WF: But globally it’s Ok. We’ve got to start to realise that our less than 1% has to make a mark somewhere. I’ve heard a few people say ‘Chardonnay’.
GH: If Global warming takes off then those regions which are making sparkling now, will lose their advantage because it only takes a couple of degrees. All of a sudden the acid levels start dropping and the sugar levels change. Because we’re surrounded by water, we’ve got a much different climate to try and change.
Hawke’s Bay are doing some pretty good stuff like Syrah. But you’ve got get past people’s mindset that we’re not doing what Australia does.
WF: See, I’m really interested in that. Some of the New Zealand ones are light, delicate, beautiful, perfumed wines. And yet, you talk to an Aussie, and the big, black, brooding shiraz they make – is the absolute pinnacle of what Syrah could – and should be. They’re absolutely convinced that they make the best Syrah in the world. “Why make your little, floral, light stuff, when you could make this!” So everyone has a different opinion.
Is there anything else you’d be interested in having trying?
GH: Well, looking outside the wine industry, there’s a couple of things I’d like to have a go at. Just to push the brain buttons into a different direction again. I like learning things. I’d like to have a go at growing lemons and limes in an area that’s not thought of growing them. A bit like planting grapes down here in Central Otago thirty years ago. You can change people’s perceptions.

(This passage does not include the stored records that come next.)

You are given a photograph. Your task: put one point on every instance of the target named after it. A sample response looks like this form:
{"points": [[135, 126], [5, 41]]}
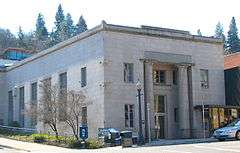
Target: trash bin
{"points": [[110, 136], [135, 140], [126, 138]]}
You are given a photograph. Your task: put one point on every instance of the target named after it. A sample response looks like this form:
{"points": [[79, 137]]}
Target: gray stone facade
{"points": [[104, 50]]}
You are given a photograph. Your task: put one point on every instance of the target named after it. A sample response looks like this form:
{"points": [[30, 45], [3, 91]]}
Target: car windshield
{"points": [[234, 123]]}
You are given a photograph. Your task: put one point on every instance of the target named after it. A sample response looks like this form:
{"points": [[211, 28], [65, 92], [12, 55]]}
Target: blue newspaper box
{"points": [[83, 132]]}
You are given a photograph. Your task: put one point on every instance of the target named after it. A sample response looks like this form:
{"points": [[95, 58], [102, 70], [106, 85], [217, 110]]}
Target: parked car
{"points": [[230, 131]]}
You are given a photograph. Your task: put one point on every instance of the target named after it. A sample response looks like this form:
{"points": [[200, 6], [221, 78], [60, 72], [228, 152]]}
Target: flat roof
{"points": [[146, 30]]}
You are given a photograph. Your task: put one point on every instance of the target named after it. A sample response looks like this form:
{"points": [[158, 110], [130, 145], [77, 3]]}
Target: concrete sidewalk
{"points": [[165, 142], [30, 147]]}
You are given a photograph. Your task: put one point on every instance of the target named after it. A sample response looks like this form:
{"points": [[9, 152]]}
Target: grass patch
{"points": [[62, 141]]}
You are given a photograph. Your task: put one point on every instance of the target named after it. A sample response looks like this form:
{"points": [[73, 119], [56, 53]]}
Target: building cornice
{"points": [[168, 33]]}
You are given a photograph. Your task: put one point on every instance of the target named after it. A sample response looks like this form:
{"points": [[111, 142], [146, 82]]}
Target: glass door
{"points": [[159, 116]]}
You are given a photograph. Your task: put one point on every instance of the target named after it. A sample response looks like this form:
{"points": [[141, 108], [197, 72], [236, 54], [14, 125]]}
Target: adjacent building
{"points": [[180, 73]]}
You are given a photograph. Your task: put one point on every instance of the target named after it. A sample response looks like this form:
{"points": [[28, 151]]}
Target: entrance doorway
{"points": [[159, 116]]}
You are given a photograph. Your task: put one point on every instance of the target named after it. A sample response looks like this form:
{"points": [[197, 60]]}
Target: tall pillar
{"points": [[148, 96], [183, 102]]}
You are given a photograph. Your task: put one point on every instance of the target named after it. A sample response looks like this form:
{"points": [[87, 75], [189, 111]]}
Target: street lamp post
{"points": [[140, 133]]}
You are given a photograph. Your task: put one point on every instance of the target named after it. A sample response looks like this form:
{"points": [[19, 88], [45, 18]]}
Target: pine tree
{"points": [[233, 42], [199, 32], [21, 38], [219, 33], [70, 26], [41, 30], [81, 25], [60, 31]]}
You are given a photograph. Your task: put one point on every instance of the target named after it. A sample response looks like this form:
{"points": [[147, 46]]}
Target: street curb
{"points": [[10, 147], [179, 142]]}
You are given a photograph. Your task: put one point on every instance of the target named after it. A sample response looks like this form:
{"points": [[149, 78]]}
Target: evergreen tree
{"points": [[199, 32], [21, 38], [7, 39], [70, 26], [233, 42], [219, 33], [81, 25], [60, 31], [41, 30]]}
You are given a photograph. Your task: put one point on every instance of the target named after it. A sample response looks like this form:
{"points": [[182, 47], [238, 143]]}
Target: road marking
{"points": [[214, 148], [175, 151]]}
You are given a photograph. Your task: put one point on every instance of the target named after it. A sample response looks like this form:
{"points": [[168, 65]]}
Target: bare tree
{"points": [[77, 103], [46, 109]]}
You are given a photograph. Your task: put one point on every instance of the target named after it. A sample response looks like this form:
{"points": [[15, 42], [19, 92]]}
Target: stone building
{"points": [[179, 72]]}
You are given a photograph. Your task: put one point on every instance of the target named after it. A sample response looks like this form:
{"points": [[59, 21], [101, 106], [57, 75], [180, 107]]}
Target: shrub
{"points": [[73, 143], [40, 137], [94, 144], [14, 124]]}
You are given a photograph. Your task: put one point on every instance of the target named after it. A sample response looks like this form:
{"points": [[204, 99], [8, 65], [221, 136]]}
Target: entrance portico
{"points": [[167, 83]]}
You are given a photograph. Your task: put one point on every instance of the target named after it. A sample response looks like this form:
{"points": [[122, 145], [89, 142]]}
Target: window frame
{"points": [[84, 76], [204, 83], [157, 77], [128, 72], [129, 115]]}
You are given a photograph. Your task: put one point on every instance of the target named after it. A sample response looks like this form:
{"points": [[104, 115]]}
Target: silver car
{"points": [[230, 131]]}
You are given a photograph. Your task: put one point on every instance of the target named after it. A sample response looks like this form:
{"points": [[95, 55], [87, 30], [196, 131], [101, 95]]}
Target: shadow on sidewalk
{"points": [[8, 147]]}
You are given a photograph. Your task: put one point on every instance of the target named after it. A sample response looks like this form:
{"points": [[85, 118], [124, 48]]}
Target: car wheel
{"points": [[221, 139], [238, 135]]}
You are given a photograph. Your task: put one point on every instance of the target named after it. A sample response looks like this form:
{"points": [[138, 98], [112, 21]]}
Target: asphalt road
{"points": [[214, 147]]}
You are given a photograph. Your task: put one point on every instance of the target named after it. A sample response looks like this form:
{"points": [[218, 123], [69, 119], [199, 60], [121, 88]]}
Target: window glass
{"points": [[10, 107], [159, 104], [34, 92], [63, 95], [159, 76], [174, 77], [204, 78], [21, 106], [84, 115], [128, 73], [129, 115], [83, 77]]}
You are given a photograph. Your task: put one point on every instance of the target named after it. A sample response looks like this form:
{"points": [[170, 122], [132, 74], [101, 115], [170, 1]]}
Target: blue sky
{"points": [[179, 14]]}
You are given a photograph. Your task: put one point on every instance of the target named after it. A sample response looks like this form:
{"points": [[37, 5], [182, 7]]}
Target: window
{"points": [[174, 77], [128, 73], [84, 115], [63, 95], [129, 115], [159, 76], [46, 96], [159, 104], [10, 107], [176, 114], [21, 106], [33, 103], [34, 92], [83, 77], [204, 78]]}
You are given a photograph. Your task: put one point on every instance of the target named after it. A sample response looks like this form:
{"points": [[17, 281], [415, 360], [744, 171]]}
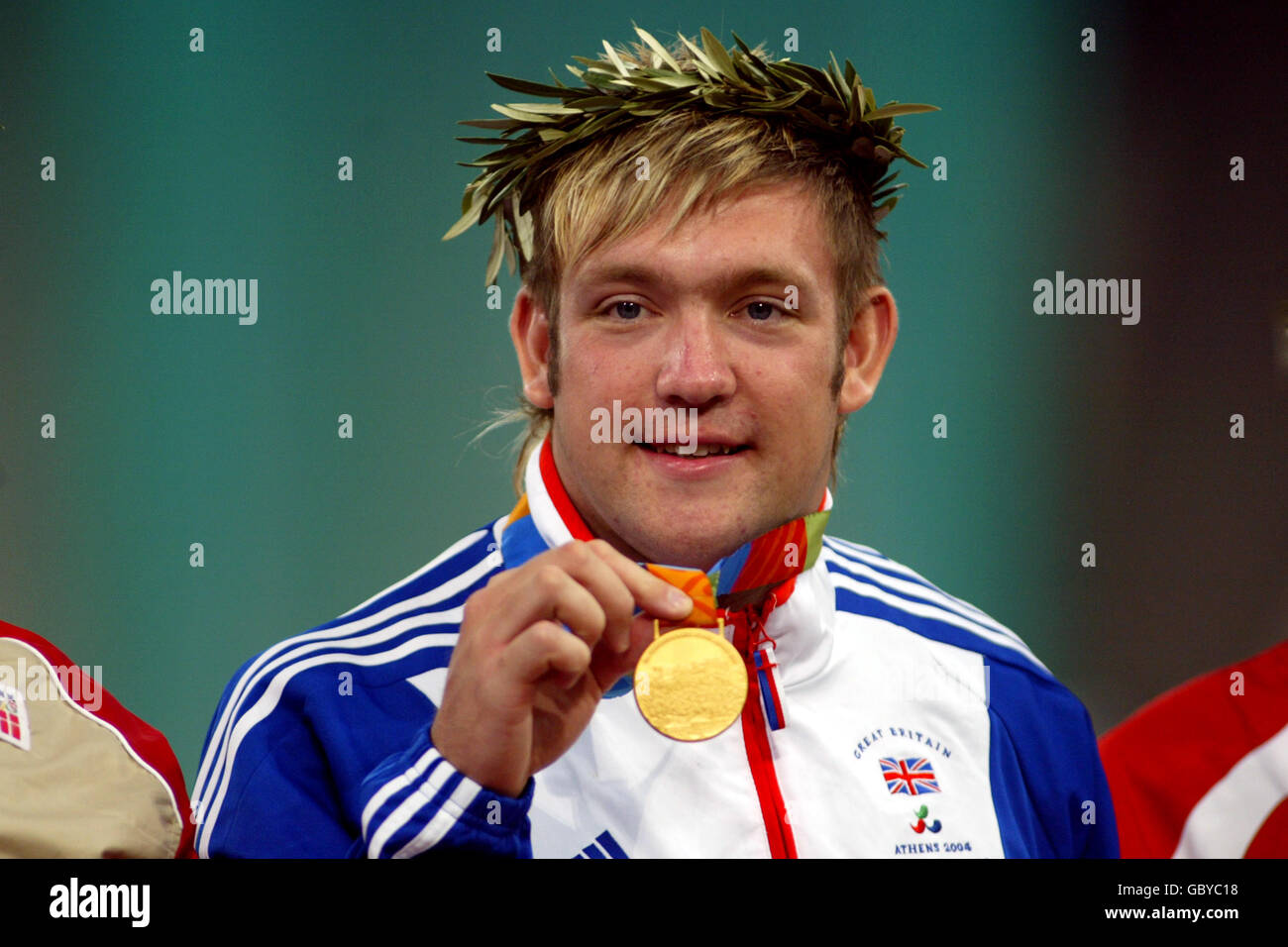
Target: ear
{"points": [[872, 334], [529, 330]]}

Also, going back to the land. I had a long term vision of being totally self sufficient on a piece of land. Still keep things ticking along.
WF: You’re a grower, at heart?
GH: I love veggie gardens and things like that. Growing things. I went through a phase of flying. Got my helicopter license about 25 years ago and I wouldn’t mind getting back into that. Not on a commercial basis but just for the enjoyment. I don’t think I have any more ‘challenges’ in this industry, after thirty years. I’ve been extremely lucky to be in a patch from pioneering to being here for the long-term. Now we’re one of the great wine regions globally.
WF: have you got family to pass this on to? Is it a legacy thing?
GH: My brother Rob has still got Chard Farm. I sort of fell into this. I didn’t get into it because I was passionate about wine. I just got into it and thought ‘well let’s have a go and see if this works’ and it was seat-of-the-pants and no consultants.
It was four other producers who all had other day jobs…Rippon, Gibbston Valley, Black Ridge and Anne Pinkney. We knew very little about it and when Rob and I got into it, I think we planted two acres. That doubled Central Otago’s plantings! Youth and bravado got us through. We had no idea what we were doing.
There are three places between Arrowtown and Queenstown, on that loop, that are all wineries. Amisfield, Akarua and me. They do very good versions of what they’re doing, and this is very different and I needed it to be. You often see people here for four or five hours, chatting. They come at midday with their kids, and are still here at 6 o’clock. Coming from a big family that feels quite comfortable. I didn’t want it to be formal or stuffy. It’s about making people feel welcome.